AT THE SAME TIME I WAS READING Elizabeth Kolbert’s Sixth
Extinction, I was also reading a collection of non-fiction by the late science
fiction writer James Tiptree Jr.* In one letter, written in 1972, Tiptree (the pseudonym
under which American writer Alice Sheldon published her work) describes part of
the Yucatan where she was staying:
I am writing this in the moonlight on a coconut
plantation on the “wild” shore of Yucatan. The jungle was homesteaded in 1936
and worked by a few Maya families. Miles of nothing but white coral beach, the
Caribbean making slow music on the reef, shadows of palm-fronds wreathing over
the sand. The moon is brighter than my lantern. A pelican crosses the moon, looking
like a wooded bird from some mad giant’s cuckoo-clock. Paradise…
Alberta Tar Sands (or Mordor?) |
…to love our Earth is to hurt forever. Earth was
very beautiful with her sweet airs and clear waters, her intimacies and grandeurs
and divine freakinesses and the mobile art works that were her creatures. She was
just right for us. She made us Human. And we are killing her.

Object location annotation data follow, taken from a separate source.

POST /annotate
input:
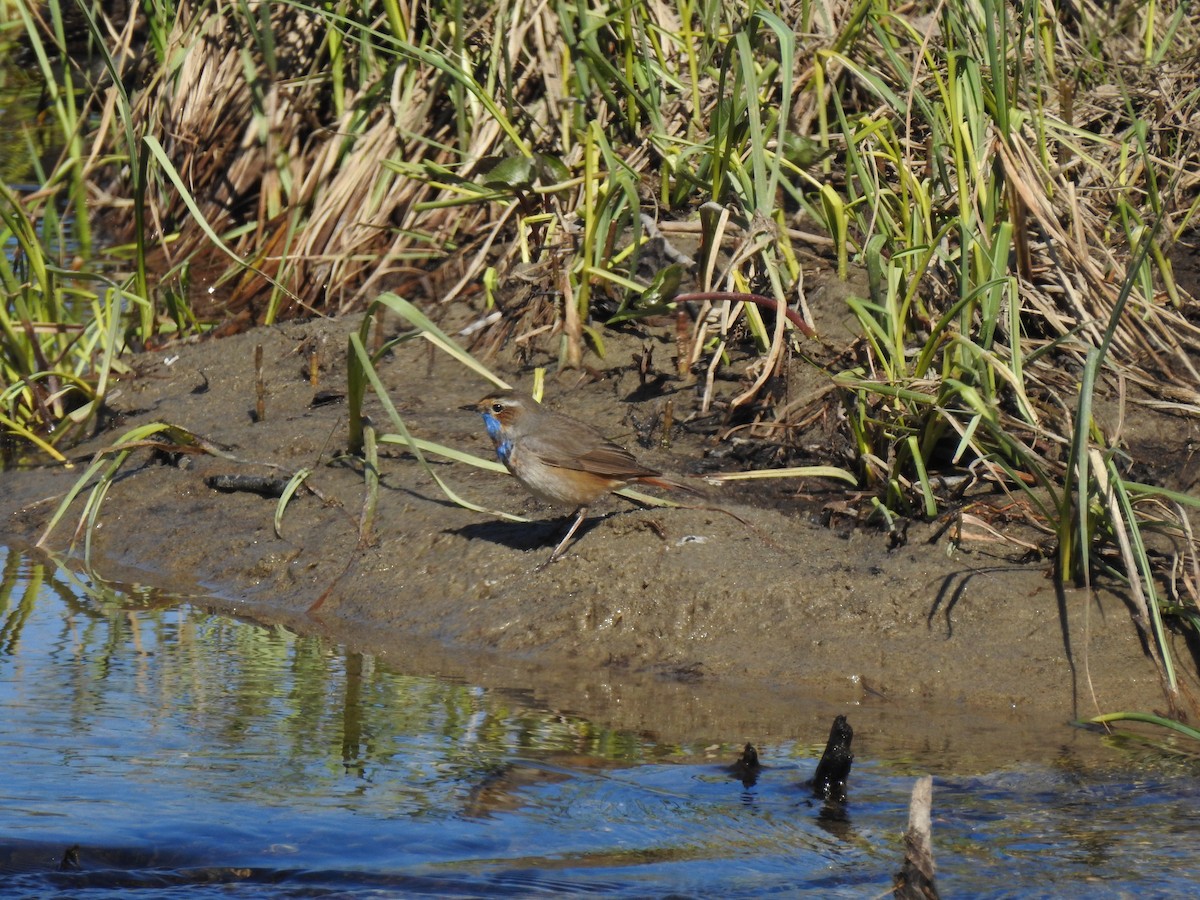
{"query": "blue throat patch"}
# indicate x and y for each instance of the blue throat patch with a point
(496, 432)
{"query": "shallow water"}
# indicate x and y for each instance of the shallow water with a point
(178, 749)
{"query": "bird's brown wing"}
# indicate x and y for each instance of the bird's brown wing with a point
(587, 451)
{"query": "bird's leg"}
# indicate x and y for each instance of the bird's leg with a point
(567, 538)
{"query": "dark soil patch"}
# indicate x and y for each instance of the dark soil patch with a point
(678, 621)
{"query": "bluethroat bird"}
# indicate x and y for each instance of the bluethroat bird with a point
(561, 460)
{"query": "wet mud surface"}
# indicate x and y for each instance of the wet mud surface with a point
(678, 621)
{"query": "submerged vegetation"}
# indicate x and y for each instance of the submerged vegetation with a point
(1009, 179)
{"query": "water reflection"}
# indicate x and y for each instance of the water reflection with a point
(180, 749)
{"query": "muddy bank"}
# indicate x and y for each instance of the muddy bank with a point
(669, 604)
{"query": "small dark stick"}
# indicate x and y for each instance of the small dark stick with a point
(915, 881)
(70, 859)
(748, 767)
(829, 781)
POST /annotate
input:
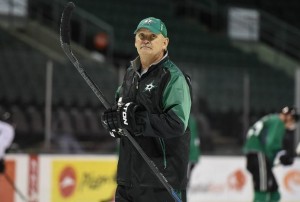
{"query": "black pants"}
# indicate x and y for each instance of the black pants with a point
(145, 194)
(261, 170)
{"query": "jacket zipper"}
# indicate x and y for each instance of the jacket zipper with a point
(163, 147)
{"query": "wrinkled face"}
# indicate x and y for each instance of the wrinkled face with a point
(148, 43)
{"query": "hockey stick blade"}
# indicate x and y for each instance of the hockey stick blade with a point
(10, 181)
(66, 46)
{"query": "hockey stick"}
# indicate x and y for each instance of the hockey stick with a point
(66, 46)
(9, 180)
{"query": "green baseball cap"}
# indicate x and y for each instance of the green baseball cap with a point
(155, 25)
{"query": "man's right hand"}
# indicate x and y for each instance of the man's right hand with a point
(2, 166)
(127, 116)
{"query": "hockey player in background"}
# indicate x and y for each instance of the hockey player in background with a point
(264, 144)
(7, 134)
(154, 106)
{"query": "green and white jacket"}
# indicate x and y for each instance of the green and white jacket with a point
(266, 136)
(164, 92)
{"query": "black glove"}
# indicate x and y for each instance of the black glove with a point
(286, 159)
(127, 116)
(2, 166)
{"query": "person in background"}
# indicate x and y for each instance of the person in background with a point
(7, 133)
(154, 105)
(263, 145)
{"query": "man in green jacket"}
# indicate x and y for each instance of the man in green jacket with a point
(154, 106)
(264, 144)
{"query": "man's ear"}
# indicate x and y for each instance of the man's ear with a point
(166, 43)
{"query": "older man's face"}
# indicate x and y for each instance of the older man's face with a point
(148, 43)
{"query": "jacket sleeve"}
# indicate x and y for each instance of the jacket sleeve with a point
(274, 141)
(176, 104)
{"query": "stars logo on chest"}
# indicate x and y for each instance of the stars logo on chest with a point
(149, 87)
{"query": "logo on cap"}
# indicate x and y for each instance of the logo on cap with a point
(148, 21)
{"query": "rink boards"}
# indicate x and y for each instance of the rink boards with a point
(91, 178)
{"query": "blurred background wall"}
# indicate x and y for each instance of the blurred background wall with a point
(242, 56)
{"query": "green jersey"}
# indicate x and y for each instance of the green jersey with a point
(266, 136)
(194, 153)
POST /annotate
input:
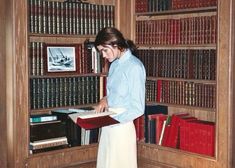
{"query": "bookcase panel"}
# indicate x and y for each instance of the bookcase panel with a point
(177, 45)
(55, 28)
(64, 158)
(173, 158)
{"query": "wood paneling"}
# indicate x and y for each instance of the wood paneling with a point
(16, 82)
(3, 137)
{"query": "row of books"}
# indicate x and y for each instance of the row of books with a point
(64, 91)
(87, 59)
(56, 131)
(142, 6)
(179, 63)
(55, 17)
(180, 131)
(181, 93)
(150, 90)
(190, 30)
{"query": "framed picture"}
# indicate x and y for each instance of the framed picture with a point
(61, 58)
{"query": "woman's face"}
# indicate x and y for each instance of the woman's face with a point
(109, 52)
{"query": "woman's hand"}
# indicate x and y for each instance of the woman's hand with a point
(103, 104)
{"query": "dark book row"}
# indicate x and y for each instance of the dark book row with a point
(150, 90)
(188, 30)
(180, 63)
(54, 17)
(142, 6)
(64, 91)
(186, 93)
(181, 93)
(59, 134)
(180, 131)
(86, 58)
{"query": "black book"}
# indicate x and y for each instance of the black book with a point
(152, 109)
(47, 130)
(73, 131)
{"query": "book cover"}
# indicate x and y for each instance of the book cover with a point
(90, 119)
(73, 131)
(149, 110)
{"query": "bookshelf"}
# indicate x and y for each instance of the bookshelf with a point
(165, 34)
(14, 99)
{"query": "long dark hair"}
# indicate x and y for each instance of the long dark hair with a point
(112, 36)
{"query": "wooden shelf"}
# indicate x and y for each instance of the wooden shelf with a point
(48, 110)
(163, 148)
(184, 80)
(178, 46)
(59, 38)
(170, 157)
(58, 75)
(183, 106)
(66, 157)
(179, 11)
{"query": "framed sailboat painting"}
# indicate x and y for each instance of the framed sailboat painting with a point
(61, 58)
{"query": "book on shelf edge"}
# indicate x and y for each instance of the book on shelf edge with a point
(90, 119)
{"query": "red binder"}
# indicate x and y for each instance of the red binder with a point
(96, 122)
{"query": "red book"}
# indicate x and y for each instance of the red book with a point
(139, 126)
(173, 130)
(96, 122)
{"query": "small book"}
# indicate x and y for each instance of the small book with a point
(90, 119)
(42, 118)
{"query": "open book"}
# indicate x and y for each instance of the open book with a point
(90, 119)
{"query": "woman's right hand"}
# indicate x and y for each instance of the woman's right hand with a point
(103, 104)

Alice Sheldon (James Tiptree Jr.) |
Her
letter conveys the urgency she feels for all of us to change how we live. And Sheldon
was not optimistic. She ends with the image of humans surviving in a hardscrabble,
ruined world, “gasping our own poisons and scrabbling for algae soup as the
conveyor belt creaks by.”
Both women
write of ecological disasters and climatic emergencies. Kolbert’s book is a
journalistic exploration of threatened landscapes, biodiversity decline and
climate disruption. She reminds us that, in the past four hundred and fifty
million years, there have been five times where massive die-offs in complex
life occurred due to, at different times, volcanic activity, glaciation, a rapid
rise in CO2 levels and comet impact. The last is what everybody thinks about
when they hear the word “extinction”, with the death of the dinosaurs, but
the other events had equal or even greater impacts on the amount and viability of
the Earth’s flora and fauna.
Chillingly, Kolbert states that our age, dubbed the “Anthropocene”,
is unique in how rapid CO2 levels are
rising and how markedly biodiversity is declining; it is a gravely dubious
distinction, of course. And it is unprecedented because most prior extinctions occurred over thousands of years; ours seems to be happening over the course of centuries, even decades, making adaptation to the changes difficult or impossible for many species, including our own. And by "extinction" it is meant the dying off of whole families of species, both plant and animal, as well as the degradation of lands, seas and the air. She says, “By disrupting these
systems—cutting down tropical rain forests, altering the composition of the
atmosphere, acidifying the ocean—we’re putting our own survival in danger.”
Elizabeth Kolbert |
And Kolbert, like Sheldon, is not optimistic. “If you want to think about why humans are so dangerous
to other species, you can picture a poacher in Africa carrying an AK-47 or a logger
in the Amazon griping an ax, or better still, you can picture yourself, holding
a book on you lap.” She ends by noting it is the earth that abides in the end, “long
after everything people have written and painted and built has been ground into
dust and giant rats have—or have not—inherited the earth.” Thus, our legacy, what we bequeath to future generations, will be determined by our actions in the coming critical decades.
Both writers
present sobering portraits of the great, existential dilemma facing modern civilization, and I
recommend Elizabeth Kolbert’s Sixth
Extinction (but not for a relaxing bedtime read!)
Cheers.
* Jeffry
Smith, Ed. Meet Me At Infinity, The
Uncollected Tiptree: Fiction and Nonfiction. Tor Books, 2000.